Juli 14, 2015

Forschung

Die Forschungsaktivitäten in meiner 40 Jahre andauernden Tätigkeit, davon 20 Jahre als Abteilungsleiter der klinischen Abteilung für Allgemeinchirurgie, bezog sich praktisch ausschließlich auf das Forschungsgebiet Mammakarzinom.

Publikationen

Bereits in meiner Anfangszeit am AKH war mir bewusst, dass die Verbreitung des Wissens in erster Linie in Form von wissenschaftlichen Publikationen zu erfolgen hat. Meine erste Arbeit habe ich gemeinsam mit Stefan Wuketich im Jahre 1978 verfasst. Inzwischen sind hunderte Arbeiten erschienen. Eine Auswahl meiner Publikationen in onkologischen und anderen medizinischen Fachzeitschriften finden Sie hier.

Vorträge

Am Beginn meiner wissenschaftlichen Tätigkeit an der Klinik für Chirurgie war es mir ein Anliegen, sowohl eigene wissenschaftliche Erkenntnisse und Ergebnisse öffentlich zu präsentieren, als auch im Rahmen von Fortbildungsveranstaltungen den Wissensstand und auch die eigene Sicht zu bestimmten Problemen vorzustellen.

Ich habe meine wissenschaftlichen Erkenntnisse in Vorträgen auf allen fünf Kontinenten präsentiert.
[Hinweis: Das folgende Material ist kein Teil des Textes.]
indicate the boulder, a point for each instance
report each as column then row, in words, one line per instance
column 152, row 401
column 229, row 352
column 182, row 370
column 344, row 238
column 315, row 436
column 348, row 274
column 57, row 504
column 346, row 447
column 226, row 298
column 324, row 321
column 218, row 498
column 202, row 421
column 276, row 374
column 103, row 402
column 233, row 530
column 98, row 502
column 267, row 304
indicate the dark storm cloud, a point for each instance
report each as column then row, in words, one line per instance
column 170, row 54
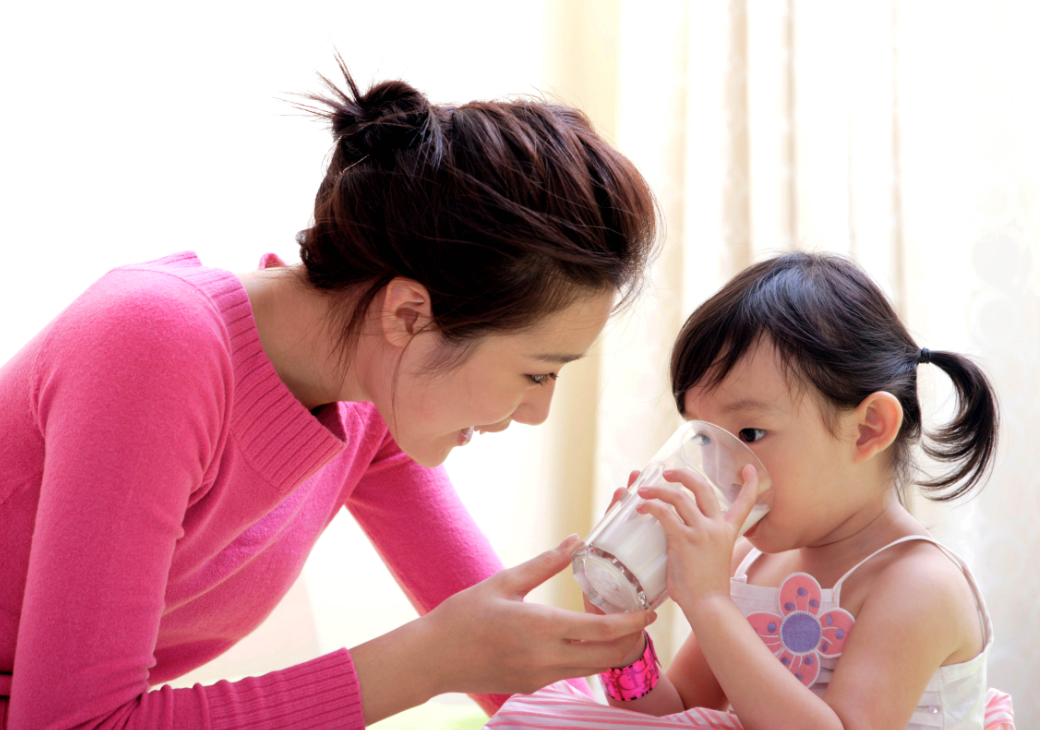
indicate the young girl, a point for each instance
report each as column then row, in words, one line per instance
column 838, row 610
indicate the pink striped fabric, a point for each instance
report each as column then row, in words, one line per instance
column 562, row 707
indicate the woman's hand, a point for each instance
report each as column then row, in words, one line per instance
column 492, row 642
column 700, row 537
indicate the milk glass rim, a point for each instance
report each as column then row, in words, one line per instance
column 760, row 469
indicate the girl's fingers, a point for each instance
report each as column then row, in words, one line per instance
column 678, row 498
column 669, row 520
column 701, row 489
column 745, row 501
column 616, row 497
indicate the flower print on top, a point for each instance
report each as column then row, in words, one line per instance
column 797, row 635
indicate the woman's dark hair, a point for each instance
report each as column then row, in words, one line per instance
column 504, row 211
column 835, row 332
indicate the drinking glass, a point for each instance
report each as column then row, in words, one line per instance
column 622, row 565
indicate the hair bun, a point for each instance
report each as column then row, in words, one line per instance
column 390, row 116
Höhepunkte der internationalen Präsentationen waren Vorträge beim amerikanischen Krebskongress (ASCO) und am jährlichen San Antonio Breast Cancer Symposium.

Studiengruppe (ABCSG)

Nach der Gründung der Austrian Breast and Colorectal Cancer Study Group und der Konzentration auf randomisierte klinische Studien Mitte der 1980er gelang es österreichweit eine Forschungsaktivität zu etablieren, die in den Spitzenzeiten mehr als 50% aller Patientinnen mit Brustkrebs in Österreich rekrutieren konnten.

Aus der ABCSG war eine Studiengruppe mit Weltruf geworden, die maßgeblich an wesentlichen Entwicklungen der Therapie von Patientinnen und Patienten mit Brust- und Darmkrebs beteiligt war und zu neuen Therapiemaßnahmen geführt hat. Es entwickelte sich eine intensive Zusammenarbeit mit internationalen Brustkrebszentren und die Teilnahme an mehreren Konsensuskonferenzen. In Folge dessen kam es zu einer Einladung in viele internationale onkologische Gesellschaften und editorial boards internationaler onkologischer Zeitschriften.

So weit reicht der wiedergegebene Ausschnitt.